Did I mention I’m tired? I’m tired of hearing about how great the kids are. Tired of spending every deadline watching the Reds trade a bag o’ nickels for a Cracker Jack ring. Tired of a lifetime of We Just Came Up Short.
Look: This franchise promised to bring championship baseball back. Its owner said he was tired of losing. Well?
Tired of watching the heathen Cardinals get Sonny Gray when the Reds get Frankie Montas. (Talk about coming up short.) Tired of broadcast media disrespecting our intelligence by gushing over a sub-.500 team.
Tired of regarding “patience’’ as a four-letter word. Tired of the optimism of March being treated like a footwipe. You deserve better. End of rant. Until next time.
Now, then. . .
FWIW. . . Yahoo says the Bengals are the 13th-best team in the NFL. It suggests they’re hard to figure, because of Burrow’s fragility. Fair point. One more injury and Saint Joe is Humpty Dumpty.

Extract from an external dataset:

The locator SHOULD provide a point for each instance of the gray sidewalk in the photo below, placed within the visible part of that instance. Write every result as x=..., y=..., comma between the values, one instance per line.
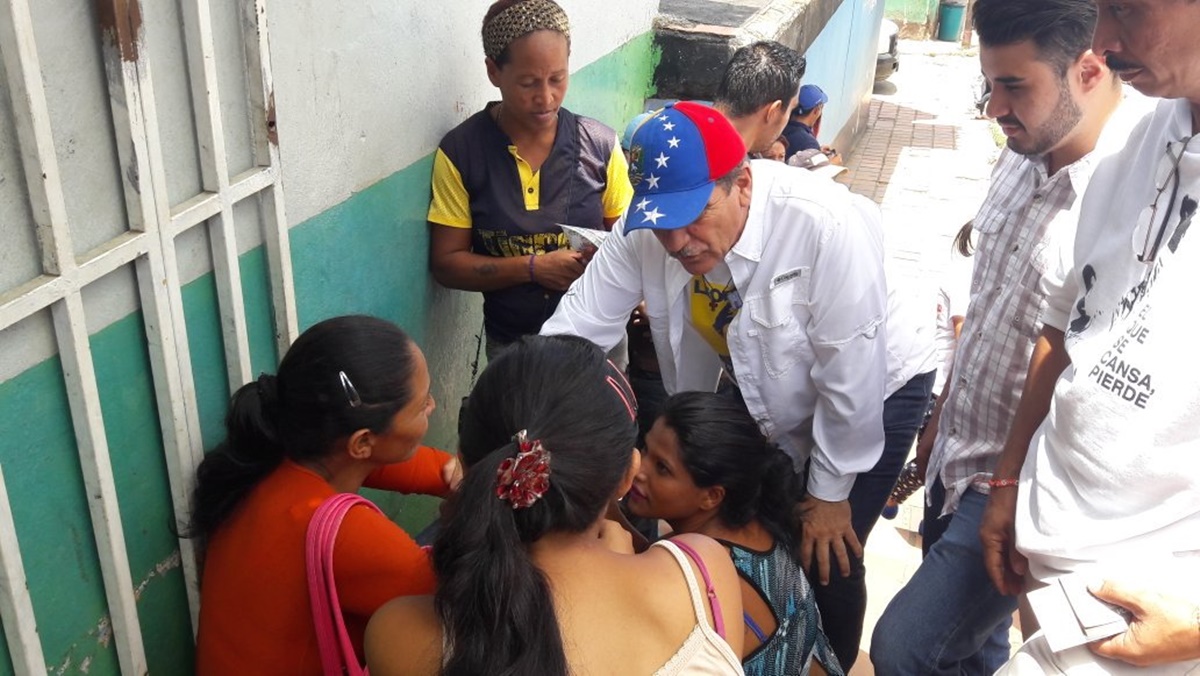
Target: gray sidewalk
x=925, y=157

Assuming Joey is whole for all or most of the year, The Men should make that ranking look silly.
Yahoo says the Jets are better than the Bengals. The Texans, too. And Cleveland. The Browns are No. 7. Fascinating: Cleveland was 11-6 last year, while getting 12 QB starts from Joe Flacco and three guys known best by their moms.
The Browns have a good O-line and a very good D. They also have Deshaun Watson. You wanna bet on that guy?
LIQUID FENCE SAVED MY FLOWERS from the insouciant deer(s?) who literally munched my knockout roses right outside my office window. I’ve tried all kinds of remedies, home and otherwise. Nothing worked until now.
You might say, “Gee, Doc, everyone knows about Liquid Fence. What took you so long?’’
To which I might or might not reply, “Twenty-four dollars a gallon.’’
I still have a problem. I have this squirrel-proof bird feeder that actually does a good job foiling the little bast——s. It doesn’t defeat the insouciant deer, who literally walk up to the feeder and start eating, thereby foiling the weight=sensitive mechanism that closes the food tray.
I’ve tried cayenne pepper in the seed. I’ve tried chili powder and rocks tossed from 20 paces. I even Liquid Fence-d the feeder pole.
No luck. Suggestions, please, Mobsters.
TUNE O’ THE DAY. . . Let us now in good conscience rant all over the room. This should help.
The fans, this town, this local media, and the organization from top to bottom has to be honest and recognize that this is a bottom 5 MLB franchise. Three decades (mostly) of futility. The Reds are decidedly NOT a notch better than the Pirates. Or Royals. Or Athletics. Or White Sox. Or Marlins. Or Rays. Or Dbacks. Or even the Rockies. Each one of those teams has more playoff wins than the Reds do over the last 3 decades. 6 of those 8 teams have played in World Series and 4 of them have won it all at some point in the last 30 years. What's sad is that our fanbase is far better and more supportive than any of those 8 teams. Ownership/Management has been terrible during these 3 decades, 2010-2013 notwithstanding. In 2012, when the Reds were one of the two best teams in the NL, our big deadline acquisition that year was, wait for it...Jonathan Broxton. One of the telltale signs of decline is the eroded definition of success. Ownership and and even some players now think winning 82 games is a "great year". Emperor Bob truly has no clothes.
The Bengals may have The Lost Decade, but the Reds have The Lost Generation. 30 years is a whole generation of fans lost to somewhere or something else. My oldest son who is 12, lives and dies baseball, is a Dodger fan. I definitely am not, but I can't blame him. Why would anyone root for this? And more importantly, how could anyone get their kids or friends to root for this? We are all bearing witness to the slow death of a once-incredible baseball culture here along the Ohio River, where Midwest-meets-Appalachia-meets-South. And the blame lies squarely with the owners and management of the last 30 years. The Lost Generation indeed.
I believe if I was a Reds fan, I'd be pissed off. I mean, even the Pirates made some moves. No needle-movers, of course, but no one expected that. Losing sports teams are always wanting fans to "trust the process". But, often the process is flawed. And, by the way, trust has to be earned. What have the Reds done to earn that trust? From your post, Doc, it doesn't sound as though they've done much trust earning at all.